Moreover, we also explored their expression levels at different HCC grades and normal tissues by Kruskal–Wallis’s test. The result is shown in Figure 8C suggests that their expression levels are not significantly related to different cancer grades, but there is a huge difference between cancer and normal tissues.
In order to verify whether RELA and SQSTM1 may serve as reliable biomarkers in HCC, we further performed a diagnostic receiver operative characteristic (ROC) analysis, as shown in Figure 8D, in which we followed the philosophy of the gold-standard test (i.e., dichotomization of the mentioned samples in TCGA cohort and GTEx portal into disease present, which includes all tumor grades from G1 to G4, or disease absent meaning that the sample is normal) [49,50]. It was found that the area under curve (AUC) of RELA is 0.7735, and that of SQSTM1 is 0.934. As generally speaking, the AUC value was considered excellent if it is from 0.9 to 1, good if it is from 0.8 to 0.9, fair if it is from 0.7 to 0.8; herein, the reliability of RELA should be thought of as fair, and that of SQSTM1 should be thought of as excellent [51].

3.7. InSitu Analysis

In order to verify the importance of RELA and SQSTM1 proteins in HCC patients, we compared their expression with that of normal individuals. Both proteins showed relatively low expression in normal tissues, while in the histological slides from HCC patients, they exhibited high expression levels, as shown in Figure 9A–H. Therefore, it is verified clinically that they are important poor prognosis-related biomarkers.

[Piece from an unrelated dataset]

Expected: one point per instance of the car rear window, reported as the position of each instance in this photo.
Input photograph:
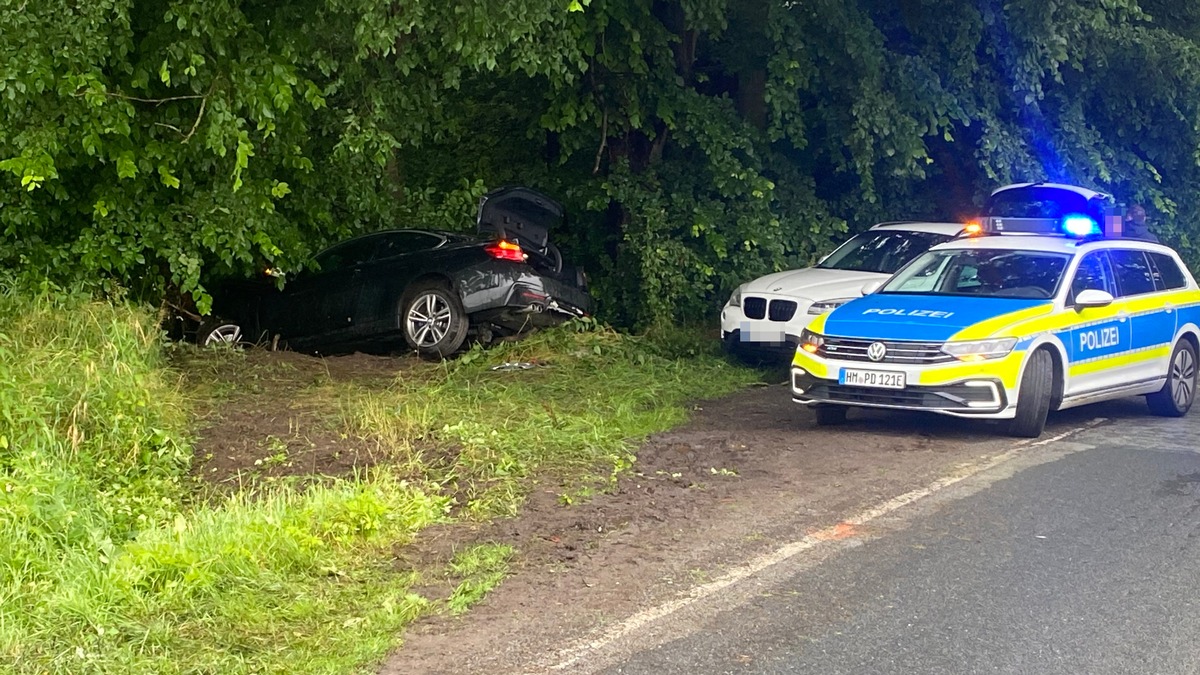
(1133, 270)
(1169, 273)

3.8. Molecular Docking of Key Targets

We downloaded the corresponding three-dimensional structures from RCSB PDB to conduct blind docking. The docking site was set in a cubic box in the center of the initial ligand. The results of RELA docking indicates that its binding with curcumol possesses two hydrogen bonds with ARG 187 and ALA 188 and two hydrophobic interactions with ASP 277 and ASN 190, while the results of SQSTM1 docking indicates that its binding with curcumol possesses two hydrogen bonds with ARG 187 and ALA 188 and two hydrophobic interactions with ASP 277 and ASN 190.
Moreover, as the more negative the docking score is, the higher the binding force is between the compound and the protein, we, therefore, found the best run provided the binding affinity of −5.7 kcal/mol and −5 kcal/mol to RELA and SQSTM1, respectively, taking together with their specific interactions into account. As generally speaking, affinity energy ≤ −5 kcal/mol is deemed as high affinity. RELA and SQSTM1 thus can be considered as key players that participate in the potential mechanism against HCC of curcumol. The docking results can be viewed in a three-dimensional manner in Figure 10A,B.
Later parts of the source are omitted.